Two Restaurants Ask High Court to Let Them Keep Kosher, Their Way

Jerusalem eateries Carousela and Topolino don’t have official certification but say they continue to be kosher.

Emil Salman

Two Jerusalem restaurateurs asked the High Court of Justice on Monday to strike down a law prohibiting restaurants from describing themselves in writing as kosher establishments unless they are certified kosher by the local rabbinate.

The two restaurants, Carousela and Topolino, are among the leaders of a trend in Jerusalem of restaurants that say they keep kosher but do not have an official kashrut certificate.

In the petition, which was submitted with the help of the Reform Movement’s Religious Action Center, the restaurants seek to cancel fines they had received and to strike down the section of the Kosher Fraud Law under which they had been fined. Section 3 states that “The owner of an eatery may not state in writing that his eatery is kosher unless it has been granted a kashrut certificate.”

Ricki Shapira Rosenberg, the Religious Action Center lawyer who submitted the petition, argued that the section contravenes the Basic Law on the Freedom of Occupation, adding that there was no fraud because the restaurant owners have been honest with their customers.
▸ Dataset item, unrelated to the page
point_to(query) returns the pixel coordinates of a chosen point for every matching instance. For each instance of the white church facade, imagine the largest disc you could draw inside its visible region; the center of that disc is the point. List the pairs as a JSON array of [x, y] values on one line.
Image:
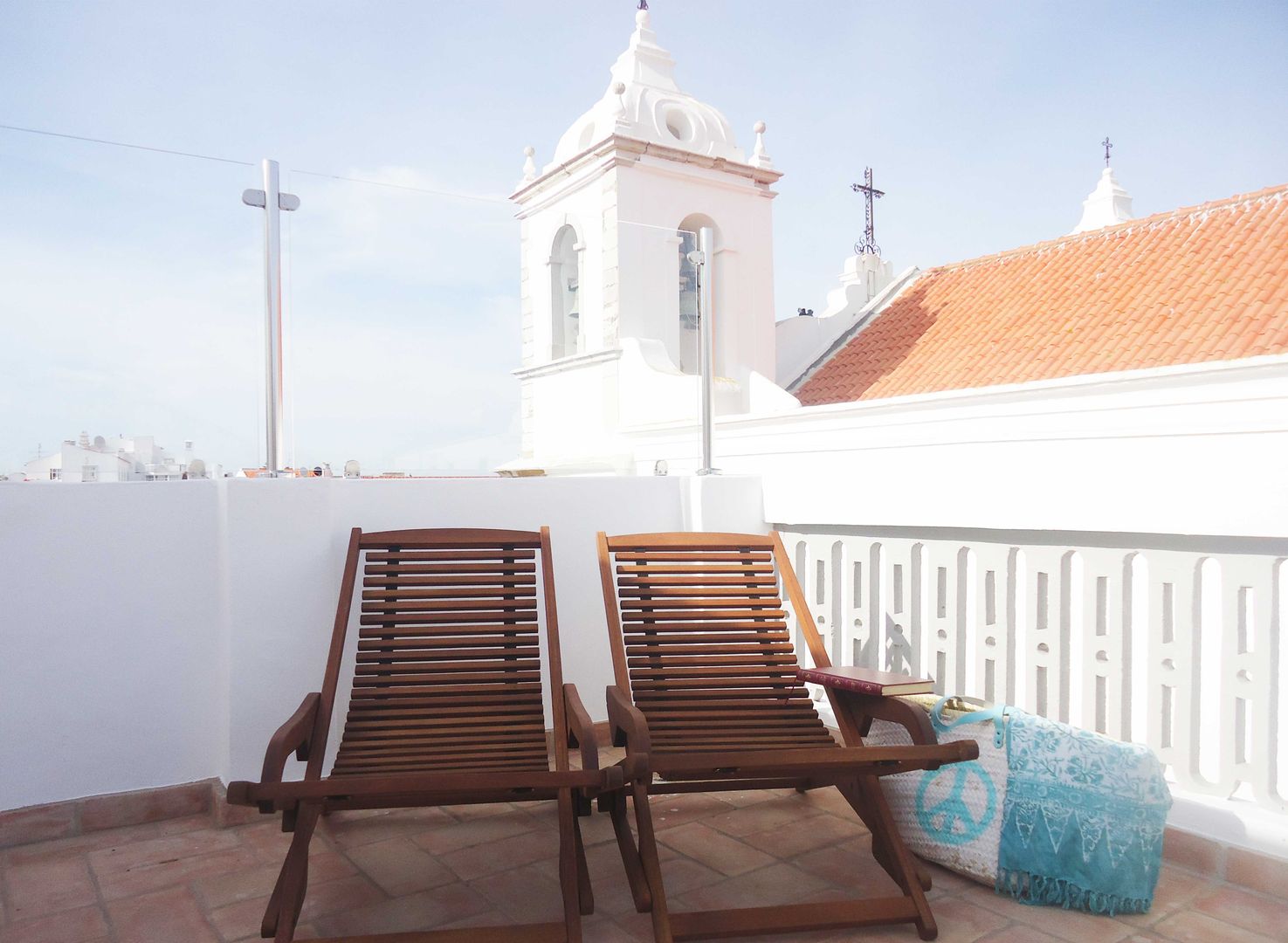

“In our case, the petitioners made very clear to their patrons that they do not have a kashrut certificate from the Chief Rabbinate, and therefore there was no deception or fraud, so in any case they didn’t violate the Kosher Fraud Law,” she said.

The Chief Rabbinate said the law is intended to protect consumers and has already withstood previous legal challenges.

“This is a consumer law, not a religious law,” the rabbinate said. “The right that the law defends is the right to consume food that is kosher according to Jewish law.”

Both restaurants had previously had kashrut supervision from the Jerusalem Rabbinate but chose to drop it.

Shai Gini, the owner of Topolino, did so because the rabbinate insisted he only use specially grown “bugless” leafy vegetables, which are generally more heavily sprayed with pesticides than regular vegetables.

Jonathan Vadei, the owner of Carousela, dropped the supervision after he was asked to pay 600 shekels ($163) a month for a kashrut supervisor. “The supervisor generally came for a few minutes during the week to taste the cookies, and left,” he stated in the petition.

Both restaurant owners claim that despite the lack of supervision, the restaurants continue to observe the religious laws of kashrut. Both eateries recently joined an alternative Jerusalem kashrut organization called Hashgacha Pratit.

The restaurants said religious Jews have continued to eat at both restaurants even after the certificates were pulled.